Practice also was the focus when Lisa R. Grossman, J.D., Ph.D., and Donald McAleer, Psy.D., received the 2008 Heiser Awards for outstanding contributions to practicing psychology. The awards are named for the late Karl F. Heiser, Ph.D., who authored the first U.S. psychology licensure law, which was adopted by Connecticut in 1945. He received special recognition at the 1977 APA convention after Missouri became the 50th state to adopt licensing.

In a governance session, the Council of Representatives adopted a new mission statement: “The Mission of the APA is to advance the creation, communication and application of psychological knowledge to benefit society and improve people’s lives.”

CEO Norman B. Anderson, Ph.D., said work is continuing on a strategic plan that is slated for presentation to Council in February.

In a narrow vote, 81 to 67, the council sided with the board of directors not to increase the “Monetary Prize” for those who receive APA awards. The motion called for a $35,000 increase in the 2009 budget.

One of two potentially controversial measures – acceptance of a report from a task force on mental health and abortion – was handled with little fanfare. Rachel MacNair, Ph.D., was allowed to speak in opposition to the report, which she said downplays the psychological injury that guilt associated with abortion can cause, but the report was accepted without modification in an overwhelming show of hands.

The second issue, the continuing movement that seeks a ban on psychologists working in Guantanamo or similar detention centers, did not come up for official consideration but is the object of a petition drive seeking a membership vote by mail to mandate Council to adopt the ban.

The Council’s current position, twice approved at conventions, lets psychologists to work in such facilities but forbids them to participate or give advice on torture tactics that violate the Geneva conventions. APA condemns such activities but contends psychologists accused of wrongdoing are not members of APA subject to its ethics rules.

There was a small demonstration in front of the convention center in protest of the APA position and in support of Steven J. Reisner, Ph.D., who is running for APA president on the single-issue platform of seeking to have the Council adopt a total ban. “If it weren’t for this issue I would not be running.” Reisner said.

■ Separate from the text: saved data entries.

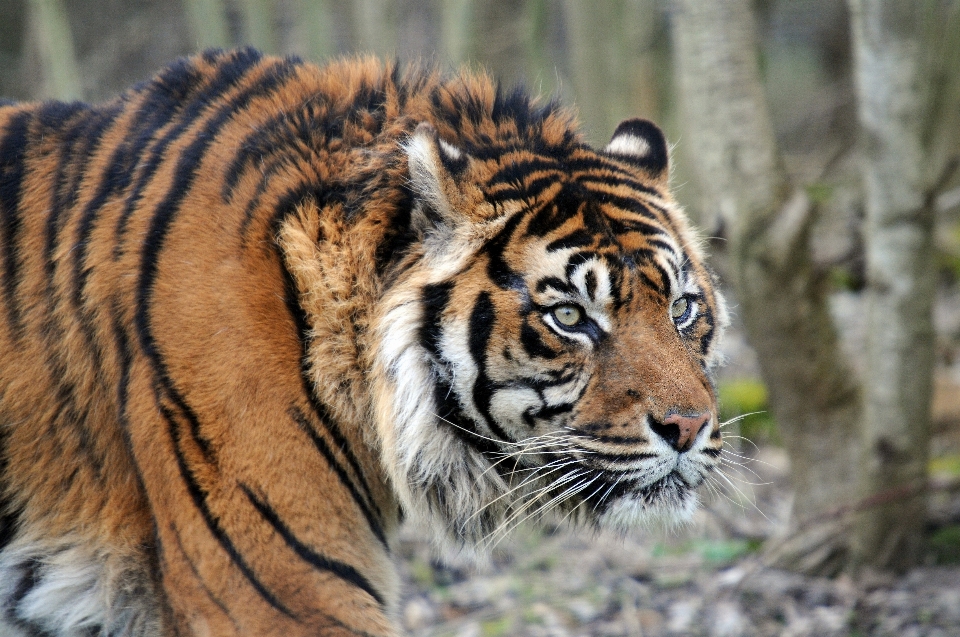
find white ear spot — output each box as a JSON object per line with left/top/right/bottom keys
{"left": 603, "top": 118, "right": 669, "bottom": 176}
{"left": 605, "top": 133, "right": 651, "bottom": 160}
{"left": 438, "top": 138, "right": 462, "bottom": 161}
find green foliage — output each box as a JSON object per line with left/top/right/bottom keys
{"left": 652, "top": 538, "right": 762, "bottom": 565}
{"left": 480, "top": 616, "right": 513, "bottom": 636}
{"left": 935, "top": 221, "right": 960, "bottom": 284}
{"left": 718, "top": 379, "right": 780, "bottom": 446}
{"left": 828, "top": 266, "right": 861, "bottom": 292}
{"left": 804, "top": 182, "right": 834, "bottom": 205}
{"left": 407, "top": 557, "right": 437, "bottom": 589}
{"left": 929, "top": 454, "right": 960, "bottom": 477}
{"left": 928, "top": 524, "right": 960, "bottom": 565}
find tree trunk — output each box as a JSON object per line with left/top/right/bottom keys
{"left": 326, "top": 0, "right": 395, "bottom": 58}
{"left": 466, "top": 0, "right": 532, "bottom": 89}
{"left": 289, "top": 0, "right": 336, "bottom": 61}
{"left": 848, "top": 0, "right": 935, "bottom": 573}
{"left": 562, "top": 0, "right": 663, "bottom": 143}
{"left": 183, "top": 0, "right": 230, "bottom": 50}
{"left": 238, "top": 0, "right": 277, "bottom": 54}
{"left": 563, "top": 0, "right": 629, "bottom": 143}
{"left": 26, "top": 0, "right": 82, "bottom": 100}
{"left": 670, "top": 0, "right": 862, "bottom": 575}
{"left": 439, "top": 0, "right": 472, "bottom": 67}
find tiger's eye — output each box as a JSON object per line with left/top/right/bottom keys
{"left": 553, "top": 304, "right": 583, "bottom": 326}
{"left": 671, "top": 297, "right": 689, "bottom": 320}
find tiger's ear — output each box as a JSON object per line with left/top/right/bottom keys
{"left": 405, "top": 122, "right": 480, "bottom": 234}
{"left": 603, "top": 118, "right": 669, "bottom": 184}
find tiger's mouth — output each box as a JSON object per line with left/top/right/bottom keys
{"left": 489, "top": 432, "right": 716, "bottom": 529}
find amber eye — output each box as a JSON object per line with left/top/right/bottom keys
{"left": 671, "top": 297, "right": 690, "bottom": 322}
{"left": 553, "top": 304, "right": 583, "bottom": 327}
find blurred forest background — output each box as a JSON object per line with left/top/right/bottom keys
{"left": 3, "top": 0, "right": 960, "bottom": 635}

Both abortion and the torture issue were again raised to no avail in a town hall meeting with top APA officers along with complaints that the APA expends too much effort promoting politically correct issues, such as the support of gay marriages.

While those matters sparked emotional discussions, the majority of members were more disturbed by immediate concerns such as the sprawling nature of the convention, which spread registrants among 14 hotels along shuttle bus routes that made it impossible to travel between some meetings within the allotted time.

Another complaint was that the convention program was so expansive that many meetings were poorly attended, including some where panel members outnumbered listeners.

Anderson and Kazdin said the entire convention format is under study and staff members were assigned to make head counts both as sessions opened and again at a halfway point to determine if audience members were leaving early.

The Council adopted a preliminary budget estimating a 2008 operating budget deficit of $937,500 and a 2009 surplus of $721,100, including an annual infusion of $3.5 million from building rental revenues.

Anderson said the association is on sound footing financially and has 148,000 members, including associates and student and teacher affiliates. About 90,000 are full Ph.D. members, he said.